We always have arugula in our refrigerator because, as my husband will happily do with spinach, I have begun to eat it by the handful right out of the bag. I don’t think I can ever get to the point where I eat spinach like potato chips (and good on you if you love it that much) but I feel pretty good about my sincere love for something green, whether plain or dressed.
Another reason I always buy a big box of arugula is so that I can make this salad, which I eat for lunch at least once a week. It is easy to prepare so I don’t have to feel bad for taking a long lunch (an easy thing to do when you work from home!) and the dressing keeps in the fridge for a few days if you want a redux.
Smoked salmon is often expensive but I’ve found it at Trader Joe’s for only about $5.50, which is a great deal considering I get about four salads out of that. This salad is also FODMAP friendly if you have dietary restrictions.

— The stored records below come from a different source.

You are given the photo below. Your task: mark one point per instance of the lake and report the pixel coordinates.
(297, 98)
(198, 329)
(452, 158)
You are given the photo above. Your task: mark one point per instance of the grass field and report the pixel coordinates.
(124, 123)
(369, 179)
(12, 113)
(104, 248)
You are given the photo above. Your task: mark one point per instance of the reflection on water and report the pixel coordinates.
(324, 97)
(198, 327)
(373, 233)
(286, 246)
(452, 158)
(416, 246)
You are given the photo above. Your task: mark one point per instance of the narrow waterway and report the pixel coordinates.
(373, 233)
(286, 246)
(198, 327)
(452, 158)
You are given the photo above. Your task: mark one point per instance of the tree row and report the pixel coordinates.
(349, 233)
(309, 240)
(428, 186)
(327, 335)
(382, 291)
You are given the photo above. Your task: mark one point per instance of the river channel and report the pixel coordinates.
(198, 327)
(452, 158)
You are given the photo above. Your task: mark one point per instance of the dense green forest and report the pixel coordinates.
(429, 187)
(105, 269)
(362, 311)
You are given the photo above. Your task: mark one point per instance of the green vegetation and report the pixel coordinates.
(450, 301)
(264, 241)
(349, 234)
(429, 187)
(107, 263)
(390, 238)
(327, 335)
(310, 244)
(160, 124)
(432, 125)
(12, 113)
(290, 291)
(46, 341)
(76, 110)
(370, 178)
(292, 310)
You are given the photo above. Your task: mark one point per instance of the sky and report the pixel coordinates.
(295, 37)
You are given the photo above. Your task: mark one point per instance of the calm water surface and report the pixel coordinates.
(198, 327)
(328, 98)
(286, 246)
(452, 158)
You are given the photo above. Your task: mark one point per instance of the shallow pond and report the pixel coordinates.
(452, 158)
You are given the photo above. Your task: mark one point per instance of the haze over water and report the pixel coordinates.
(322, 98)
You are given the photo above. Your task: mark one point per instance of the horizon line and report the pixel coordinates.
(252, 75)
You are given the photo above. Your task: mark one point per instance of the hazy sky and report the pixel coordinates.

Oh, and poached eggs? Well, other than that eggs are one of my favorite foods, I have become the queen of the perfectly poached egg, and all thanks to Alton Brown’s fail-proof tutorial. Check it! Poached eggs preserve everything I love about a good fried egg – slightly set whites and a runny yolk that bursts when you pierce it – yet has none of the added fat required for frying.
Lemon Parmesan Dressing:
1/3 cup freshly grated or shredded Parmesan cheese
1/4 cup extra virgin olive oil
2 Tbsp. fresh squeezed lemon juice
1 tsp. finely grated lemon peel (about 1/2 a lemon)
Salt and pepper to taste
Emulsify in a blender and drizzle over a bed of arugula with cherry tomatoes, smoked salmon and at least one poached egg.